For maximum flexibility, the documentation should not be built entirely from the JSON schema. We have a well-established approach when there is a separate text file for each page of the documentation. And already a link to a specific JSON scheme is inserted into it. When the page is assembled, the JSON schema is converted to the final text view. Thus, we solve the problem of placing in the documentation of arbitrary text, examples, and other materials. And at the same time we are not trying everything that can be stuffed into the JSON scheme.

Self test

It turns out that the same JSON schemas are used for both tests and documentation. And this means that JSON-schemes are always relevant and correct, otherwise the tests will fall down. So in the documentation, in principle, there can be no errors associated with the names of the parameters, their types, binding / non-binding, list of acceptable values, hierarchical relationships between the parameters. What, you see, is no longer enough.

Examples

Documentation without examples of use greatly increases the threshold of entry for users of the API. Therefore, they should be added without fail. We organize them as follows. We describe in the documentation a request and a sample response.

But, as it is not difficult to guess, the problem of the relevance of the response text emerges. It will take a week, the format will expand, and what, examples re-make? There is a better way out.
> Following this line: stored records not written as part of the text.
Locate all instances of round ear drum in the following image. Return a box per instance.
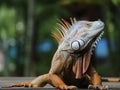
[71,39,85,51]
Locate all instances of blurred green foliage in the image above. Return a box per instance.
[0,0,120,76]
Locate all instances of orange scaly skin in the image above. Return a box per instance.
[2,19,107,90]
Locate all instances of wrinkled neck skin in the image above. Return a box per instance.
[58,42,92,79]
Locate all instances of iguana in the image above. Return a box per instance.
[3,18,108,90]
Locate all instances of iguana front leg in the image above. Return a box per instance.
[31,51,76,90]
[87,66,108,90]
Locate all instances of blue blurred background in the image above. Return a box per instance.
[0,0,120,76]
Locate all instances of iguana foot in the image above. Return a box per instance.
[2,82,32,88]
[57,85,77,90]
[88,85,108,90]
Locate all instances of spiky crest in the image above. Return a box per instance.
[52,18,76,44]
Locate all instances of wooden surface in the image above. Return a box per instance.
[0,77,120,90]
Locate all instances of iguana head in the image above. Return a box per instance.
[68,20,104,52]
[53,19,104,79]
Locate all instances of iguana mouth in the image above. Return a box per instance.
[72,31,103,79]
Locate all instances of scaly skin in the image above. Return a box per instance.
[2,19,108,90]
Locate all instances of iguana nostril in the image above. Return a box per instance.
[71,39,85,50]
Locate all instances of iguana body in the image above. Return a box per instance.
[2,19,107,89]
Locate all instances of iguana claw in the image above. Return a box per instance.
[2,82,32,88]
[88,85,108,90]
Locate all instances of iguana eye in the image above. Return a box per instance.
[71,39,85,50]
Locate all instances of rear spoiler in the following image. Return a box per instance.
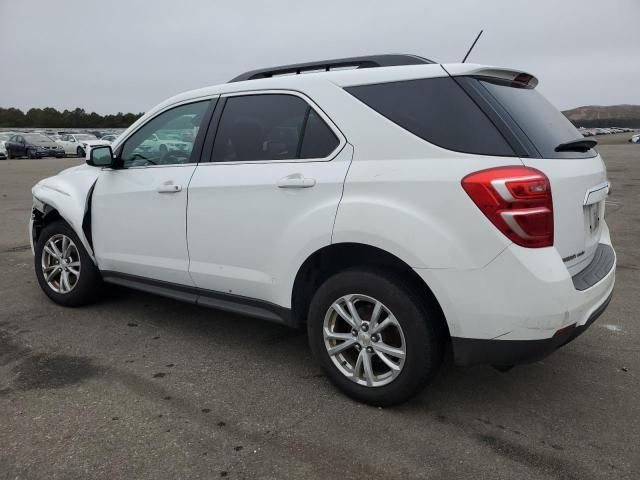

We came to the fact that the results of the queries in the examples of documentation should be dynamic. Here different approaches are possible. Since our API responses are often very large, we show them in the documentation for a click on a specific area. It is at this moment that we execute the request. The simplest scheme, but with a slight delay in receiving data.

If this option is not suitable, you can dynamically perform all requests in the examples with a special command, and fill in the answers in the documentation page. You can do this, for example, before the release.

By the way, since we are still writing examples, they can also be considered a kind of functional tests. Well, really, we collect all requests in the documentation, turn on the JSON scheme and check the validity. At the same time, it is thus possible to identify broken methods or incorrectly written queries.

Empty values

Speaking about format validation, you should decide what to do with parameters with empty values in the response. We have come to the following agreement.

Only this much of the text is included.